As far as John Smith, the film’s director, Roxann Dawson, said that he has taken the experience and has allowed it to shape him and his future.

“He’s become an amazing spokesman for his own experience and I think he has touched so many lives as he continues to tell his story,” she said. “He’s a grateful and gracious young man. He’s truly amazing.”

Breakthrough is based on Joyce’s book, “The Impossible: The Miraculous Story of a Mother’s Love and Her Son’s Resurrection” and was shot in Winnipeg, Manitoba, over the course of 32 days. The release date is scheduled for April 17, Easter Weekend.

“We used every piece of training and knowledge and it didn’t get anywhere,” Lake St. Louis Fire Chief Clinton Gussner said.  “At the end of the day, it was an act of God. No other hand could have changed the outcome.”

CUTLINE: Photos courtesy St. Charles County Ambulance District

Cover-Movie1 Representatives from St. Charles County Ambulance District, Lake St. Louis Police, Lake St. Louis Fire Protection District and Wentzville Fire Protection District get the red carpet treatment at the premier of “Breakthrough” in Des Peres. 

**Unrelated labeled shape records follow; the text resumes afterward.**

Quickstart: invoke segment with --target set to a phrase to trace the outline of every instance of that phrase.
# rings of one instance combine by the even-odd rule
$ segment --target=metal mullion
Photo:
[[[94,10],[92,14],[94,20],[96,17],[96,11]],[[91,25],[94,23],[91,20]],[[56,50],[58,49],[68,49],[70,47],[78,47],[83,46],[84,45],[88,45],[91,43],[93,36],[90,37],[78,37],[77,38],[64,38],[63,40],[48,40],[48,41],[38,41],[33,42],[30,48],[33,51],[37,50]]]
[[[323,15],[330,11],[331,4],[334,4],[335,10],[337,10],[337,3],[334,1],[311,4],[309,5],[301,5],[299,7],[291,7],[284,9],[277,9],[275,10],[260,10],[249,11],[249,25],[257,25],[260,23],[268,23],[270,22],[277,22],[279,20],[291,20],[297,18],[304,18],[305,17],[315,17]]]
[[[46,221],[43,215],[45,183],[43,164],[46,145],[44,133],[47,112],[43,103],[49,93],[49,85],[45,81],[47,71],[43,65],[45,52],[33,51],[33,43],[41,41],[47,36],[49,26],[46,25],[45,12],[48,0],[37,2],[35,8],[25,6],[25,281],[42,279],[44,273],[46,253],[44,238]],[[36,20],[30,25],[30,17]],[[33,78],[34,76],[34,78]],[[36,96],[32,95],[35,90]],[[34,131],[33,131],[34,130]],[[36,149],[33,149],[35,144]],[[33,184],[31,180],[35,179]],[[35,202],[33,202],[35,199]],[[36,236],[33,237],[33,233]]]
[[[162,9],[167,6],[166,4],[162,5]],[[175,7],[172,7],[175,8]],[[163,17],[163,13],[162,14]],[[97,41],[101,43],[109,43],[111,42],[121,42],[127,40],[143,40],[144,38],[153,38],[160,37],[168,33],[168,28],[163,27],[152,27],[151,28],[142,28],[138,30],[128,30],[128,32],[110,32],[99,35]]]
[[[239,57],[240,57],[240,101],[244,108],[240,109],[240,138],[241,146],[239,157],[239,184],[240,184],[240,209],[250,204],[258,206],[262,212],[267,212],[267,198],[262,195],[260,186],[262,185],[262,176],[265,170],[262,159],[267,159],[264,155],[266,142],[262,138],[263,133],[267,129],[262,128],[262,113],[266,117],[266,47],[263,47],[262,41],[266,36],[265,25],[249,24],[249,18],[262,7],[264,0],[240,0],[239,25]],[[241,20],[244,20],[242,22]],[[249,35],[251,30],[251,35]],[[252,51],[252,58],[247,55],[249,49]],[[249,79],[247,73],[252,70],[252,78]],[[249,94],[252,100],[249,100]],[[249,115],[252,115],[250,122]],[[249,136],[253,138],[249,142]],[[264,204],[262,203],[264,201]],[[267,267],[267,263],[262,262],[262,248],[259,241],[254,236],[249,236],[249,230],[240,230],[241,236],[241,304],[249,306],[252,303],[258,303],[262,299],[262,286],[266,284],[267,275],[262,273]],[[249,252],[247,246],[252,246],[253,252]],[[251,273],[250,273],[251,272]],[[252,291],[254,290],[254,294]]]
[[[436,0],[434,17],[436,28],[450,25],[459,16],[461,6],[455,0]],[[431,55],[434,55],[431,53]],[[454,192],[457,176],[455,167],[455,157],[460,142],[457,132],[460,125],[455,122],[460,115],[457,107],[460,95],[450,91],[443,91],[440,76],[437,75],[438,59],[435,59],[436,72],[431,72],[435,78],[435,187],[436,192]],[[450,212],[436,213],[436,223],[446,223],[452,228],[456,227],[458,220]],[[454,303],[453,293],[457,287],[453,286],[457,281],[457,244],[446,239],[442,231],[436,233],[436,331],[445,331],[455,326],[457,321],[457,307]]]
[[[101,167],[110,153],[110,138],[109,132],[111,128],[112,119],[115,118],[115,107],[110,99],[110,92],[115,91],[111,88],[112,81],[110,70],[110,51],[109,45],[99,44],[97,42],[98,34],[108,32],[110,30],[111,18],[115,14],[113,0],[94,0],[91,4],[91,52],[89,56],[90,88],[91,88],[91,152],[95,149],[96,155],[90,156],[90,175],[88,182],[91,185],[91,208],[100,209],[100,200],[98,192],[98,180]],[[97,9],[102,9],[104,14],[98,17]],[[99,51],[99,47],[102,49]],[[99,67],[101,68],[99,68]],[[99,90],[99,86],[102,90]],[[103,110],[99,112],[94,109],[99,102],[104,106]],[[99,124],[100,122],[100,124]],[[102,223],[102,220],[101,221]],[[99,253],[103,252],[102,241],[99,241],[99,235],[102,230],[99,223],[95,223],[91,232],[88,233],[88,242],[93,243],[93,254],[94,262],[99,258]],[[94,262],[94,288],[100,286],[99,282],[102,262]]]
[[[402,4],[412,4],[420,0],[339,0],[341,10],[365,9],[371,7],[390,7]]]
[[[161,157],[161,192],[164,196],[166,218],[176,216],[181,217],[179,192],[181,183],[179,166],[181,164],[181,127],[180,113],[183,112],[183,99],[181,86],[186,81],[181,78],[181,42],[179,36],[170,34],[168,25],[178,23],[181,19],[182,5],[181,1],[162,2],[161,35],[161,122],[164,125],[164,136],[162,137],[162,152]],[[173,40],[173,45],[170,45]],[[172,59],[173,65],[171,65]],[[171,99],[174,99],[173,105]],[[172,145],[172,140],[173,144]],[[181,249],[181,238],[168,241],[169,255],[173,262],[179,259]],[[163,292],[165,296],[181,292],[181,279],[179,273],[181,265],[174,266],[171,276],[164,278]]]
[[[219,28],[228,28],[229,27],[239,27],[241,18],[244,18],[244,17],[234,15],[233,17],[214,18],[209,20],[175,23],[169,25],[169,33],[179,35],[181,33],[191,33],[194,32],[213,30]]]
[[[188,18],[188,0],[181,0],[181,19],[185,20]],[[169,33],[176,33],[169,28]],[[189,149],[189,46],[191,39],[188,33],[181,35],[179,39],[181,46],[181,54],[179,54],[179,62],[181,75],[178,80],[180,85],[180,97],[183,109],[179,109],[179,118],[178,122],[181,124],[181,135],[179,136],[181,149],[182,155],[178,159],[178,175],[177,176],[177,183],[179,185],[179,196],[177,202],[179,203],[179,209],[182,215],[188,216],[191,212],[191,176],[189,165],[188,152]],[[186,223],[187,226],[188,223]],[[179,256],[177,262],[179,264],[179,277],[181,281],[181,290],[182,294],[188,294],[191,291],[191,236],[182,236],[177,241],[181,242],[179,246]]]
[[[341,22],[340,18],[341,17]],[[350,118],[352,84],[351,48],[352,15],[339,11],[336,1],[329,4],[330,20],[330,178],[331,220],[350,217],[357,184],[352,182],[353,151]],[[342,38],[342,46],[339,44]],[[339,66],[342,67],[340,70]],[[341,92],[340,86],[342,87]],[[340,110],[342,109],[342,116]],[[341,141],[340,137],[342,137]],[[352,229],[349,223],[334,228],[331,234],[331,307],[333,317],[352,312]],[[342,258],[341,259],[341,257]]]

Cover-Movie2 St. Charles County Ambulance District personnel involved in the call on the red carpet at the Des Peres premier of “Breakthrough” are (from left) Greg Pendleton, Ashley Pease, Rosalba Cirami, Jeremey Hollrah, Lisa Cassidy, Blake Gabbard and Rob Reed.  All are paramedics except for Hollrah, who is a deputy chief.

Cover-Movie3 “Breakthrough” production team, actors and family members were part of a dedication ceremony at Lake St. Louis. Pictured (from left) are director Roxann Dawson, actor Marcel Ruiz, actress Chrissy Metz, producer DeVon Franklin, Joyce Smith, Pastor Jason Noble and John Smith.

Cover-Movie4 First responders with the St. Charles County Ambulance District (from left)Lisa Cassidy, Blake Gabbard, Jeremey Hollrah stand with rescued survivor John Smith (holding plaque).